I get tickled -- they attack her on health care. You might be interested to know that even though our health care plan didn't pass in '94, it got further than Richard Nixon's health care plan, further than Lyndon Johnson's health care plan -- I mean, Jimmy Carter's health care plan -- and further than Harry Truman's health care plan. And the same people that attacked Harry Truman attacked Hillary and me, with the same results in the next congressional election.

But after a while, people decided he was right -- and they'll decide we're right, too. It would be a better country if every working family could afford health insurance. And we've made a lot of progress. We're insuring over 2 million kids now. We have a law on the books that will allow five to get health insurance.

One of the things that went in her health care plan was a strong patients' bill of rights. One of the reasons the health insurance companies campaigned against it was because there was a strong patients' bill of rights in it. And, now, 70-something percent of the American people want a strong patients' bill of rights because they've been, or they know someone who's been on the receiving end of a medical decision being made by somebody other than a medical professional.

So these are big, big issues here. The country is in great shape. We're doing right.
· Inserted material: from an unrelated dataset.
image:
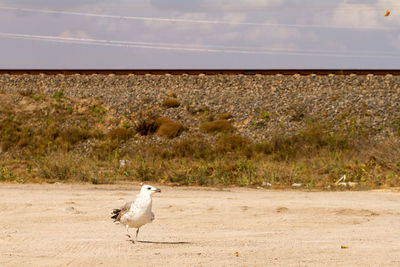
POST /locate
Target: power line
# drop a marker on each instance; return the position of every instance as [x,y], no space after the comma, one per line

If everybody is serious about what the choice is, I feel wonderful about what's going to happen, in the presidential race, the Senate races, the House races.

I want to say one other thing, since I'm in Pennsylvania. We're trying to win -- if we just win six or seven House seats, the Democrats will win back the House. And we probably will, and then a few. But what you should know is, today, if Mr. Corzine wins in New Jersey -- and I believe he will -- and Hillary wins -- and we will have two Senate seats that are in some question, one in Nevada, where we're still behind, but we have a chance; one in Virginia, where Chuck Robb is running against the former governor, and I believe with all my heart Senator Robb is going to win because he's one of the bravest people I've ever known in public life -- he's got more courage than is good for him sometimes, given his state.
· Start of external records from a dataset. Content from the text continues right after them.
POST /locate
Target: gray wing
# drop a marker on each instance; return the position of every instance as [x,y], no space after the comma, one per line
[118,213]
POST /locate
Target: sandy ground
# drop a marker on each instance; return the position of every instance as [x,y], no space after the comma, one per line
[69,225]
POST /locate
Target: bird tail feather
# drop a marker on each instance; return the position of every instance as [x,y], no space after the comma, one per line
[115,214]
But those are the only two seats we have in play. We are 11 points ahead in Florida for a Republican seat. Almost 10 points ahead in Delaware for a Republican seat. We are 25 points ahead in Georgia for a seat previously held by a Republican. We are ahead today, only five days after the Minnesota primary, for a seat held by a Republican. One of the two candidates for the Democratic nomination in Florida -- I mean, in Washington state, is already ahead of the incumbent Republican senator and the other one is nearly ahead. We are even, to a little ahead, in Missouri. We are within five points in Michigan, where our candidate is fabulous, but has been badly out-spent and if she can get back up and go all the way, she'll be fine. And I believe we can do right well here if our candidate had enough money.
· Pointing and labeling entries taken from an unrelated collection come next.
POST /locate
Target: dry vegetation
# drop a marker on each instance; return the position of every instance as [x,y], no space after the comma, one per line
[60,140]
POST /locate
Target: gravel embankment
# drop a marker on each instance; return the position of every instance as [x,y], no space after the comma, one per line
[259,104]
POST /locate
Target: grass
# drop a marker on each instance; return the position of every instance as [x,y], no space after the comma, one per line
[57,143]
So it's something I want you to think about because the future of the Supreme Court is at stake, the future of all these policies is at stake. And I can tell you, every single Senate seat really does matter. As President, I know. I mean every single one of them has an enormous impact on the way Americans live and the framework within which we build our future.

So that's it. If you can help Hillary with some more of these contributions, if you know anybody that hasn't made one, may be willing to make a modest contribution to her campaign, it could make a big difference to her. Because remember, in New York, it's the Democratic Party against the Republican Party, Hillary against her Republican opponent, and then they have 32 other committees, bringing pleasant messages -- (laughter) -- of every conceivable stripe.

She'll do just fine with it. She showed last week she could take a punch. And she can take a lot of them. But she needs to have something to respond, and if you can help, I'll be profoundly grateful.

Thanks again for everything you've done for Hillary. (Applause.)